Table 4.
Enhancement of GSH Nucleophilicity by Grx isoformsa
| substrate | Grx isoform |
k(−Grx) (µM−1min−1) |
k(+Grx) (µ M−1 min−1) |
rate enhancement |
enhancement due to ΔpKa (4ΔpKa) |
additional enhancement of nucleophilicity |
|---|---|---|---|---|---|---|
| GSH | hGrx1 | 143 ± 8 | (2.58 ± 0.8) × 106 | (1.85 ± 0.9) × 104 | 1024 | 18.1 |
| hGrx2 | 140 ± 8 | (2.86 ± 0.5) × 105 | (2.0 ± 0.3) × 103 | 256 | 7.8 | |
| Cys–Gly | hGrx1 | 98.1 ± 9 | (1.51 ± 0.03) × 105 | (1.54 ± 0.03) × 103 | 1024 | 1.5 |
| hGrx2 | 98.1 ± 9 | (3.11 ± 0.6) × 104 | 318 ± 59 | 256 | 1.2 |
Time-dependent release of [3H]GSSG from [3H]BSA–SSG was assessed as described in Experimental Procedures. Reaction mixtures contained 0.1 M AMPSO buffer (pH 9.5), GSH or cysteinyl glycine (Cys–Gly) (0.25 mM final concentration), and Grx (3–9 nM).

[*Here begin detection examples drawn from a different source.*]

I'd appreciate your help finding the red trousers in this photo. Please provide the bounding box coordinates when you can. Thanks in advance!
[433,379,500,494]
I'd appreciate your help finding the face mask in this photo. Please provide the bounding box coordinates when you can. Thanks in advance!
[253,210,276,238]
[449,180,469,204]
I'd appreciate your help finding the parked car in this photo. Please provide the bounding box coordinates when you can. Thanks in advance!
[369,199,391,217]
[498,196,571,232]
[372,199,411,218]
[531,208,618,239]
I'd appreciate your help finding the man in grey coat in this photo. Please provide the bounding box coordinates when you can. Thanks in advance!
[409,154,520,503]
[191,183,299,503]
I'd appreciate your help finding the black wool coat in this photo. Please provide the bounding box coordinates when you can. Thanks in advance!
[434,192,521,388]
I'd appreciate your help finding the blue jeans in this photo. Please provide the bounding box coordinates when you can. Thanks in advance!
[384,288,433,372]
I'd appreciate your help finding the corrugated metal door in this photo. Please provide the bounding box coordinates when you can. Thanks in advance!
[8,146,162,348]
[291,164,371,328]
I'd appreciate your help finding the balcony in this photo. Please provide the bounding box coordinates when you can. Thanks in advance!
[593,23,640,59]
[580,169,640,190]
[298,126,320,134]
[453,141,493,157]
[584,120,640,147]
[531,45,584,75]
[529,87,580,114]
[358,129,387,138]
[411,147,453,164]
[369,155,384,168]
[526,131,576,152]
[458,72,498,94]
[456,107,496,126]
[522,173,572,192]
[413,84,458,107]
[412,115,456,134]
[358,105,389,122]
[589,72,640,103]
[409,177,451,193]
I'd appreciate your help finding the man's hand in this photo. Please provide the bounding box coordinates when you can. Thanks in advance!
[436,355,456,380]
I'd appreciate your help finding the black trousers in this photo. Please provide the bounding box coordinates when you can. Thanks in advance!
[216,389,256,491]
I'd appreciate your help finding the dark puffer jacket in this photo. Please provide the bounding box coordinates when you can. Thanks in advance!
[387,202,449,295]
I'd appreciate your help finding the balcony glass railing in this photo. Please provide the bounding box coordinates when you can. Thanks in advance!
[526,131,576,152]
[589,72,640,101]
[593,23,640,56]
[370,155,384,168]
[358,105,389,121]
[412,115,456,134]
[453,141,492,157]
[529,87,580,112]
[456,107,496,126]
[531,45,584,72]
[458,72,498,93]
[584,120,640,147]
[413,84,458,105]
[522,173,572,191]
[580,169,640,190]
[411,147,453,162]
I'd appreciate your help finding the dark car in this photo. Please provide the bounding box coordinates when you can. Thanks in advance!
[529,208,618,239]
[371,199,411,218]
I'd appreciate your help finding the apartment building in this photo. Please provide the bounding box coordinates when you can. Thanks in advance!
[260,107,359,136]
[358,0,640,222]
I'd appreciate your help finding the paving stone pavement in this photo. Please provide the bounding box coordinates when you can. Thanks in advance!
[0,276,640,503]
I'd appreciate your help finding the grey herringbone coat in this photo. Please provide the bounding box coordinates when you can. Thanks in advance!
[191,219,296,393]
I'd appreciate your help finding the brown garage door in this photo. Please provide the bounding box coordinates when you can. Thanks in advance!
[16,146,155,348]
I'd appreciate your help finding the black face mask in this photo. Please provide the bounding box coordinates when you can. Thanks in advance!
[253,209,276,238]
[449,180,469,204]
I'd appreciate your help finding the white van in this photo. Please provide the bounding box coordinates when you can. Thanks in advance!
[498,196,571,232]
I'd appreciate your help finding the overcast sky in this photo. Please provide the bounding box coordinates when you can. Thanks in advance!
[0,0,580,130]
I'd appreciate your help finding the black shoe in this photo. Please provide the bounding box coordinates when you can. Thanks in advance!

Enzyme and substrate concentrations were within the range of linear dependence (determined in separate experiments). Second-order rate constants (M−1 min−1) for deglutathionylation were calculated as described by Srinivasan et al. (17), i.e., rate of GSSG release = k[BSA–SSG][RSH] (for the uncatalyzed reaction) or k[Grx–SSG][RSH] (for the catalyzed reaction). Final GSH and Cys–Gly concentrations at pH 7.5 were calculated according to their pKa values [GSH = 8.7, Cys–Gly = 8.8 (17)]. Rate constants represent averages of three to seven determinations ± the standard error.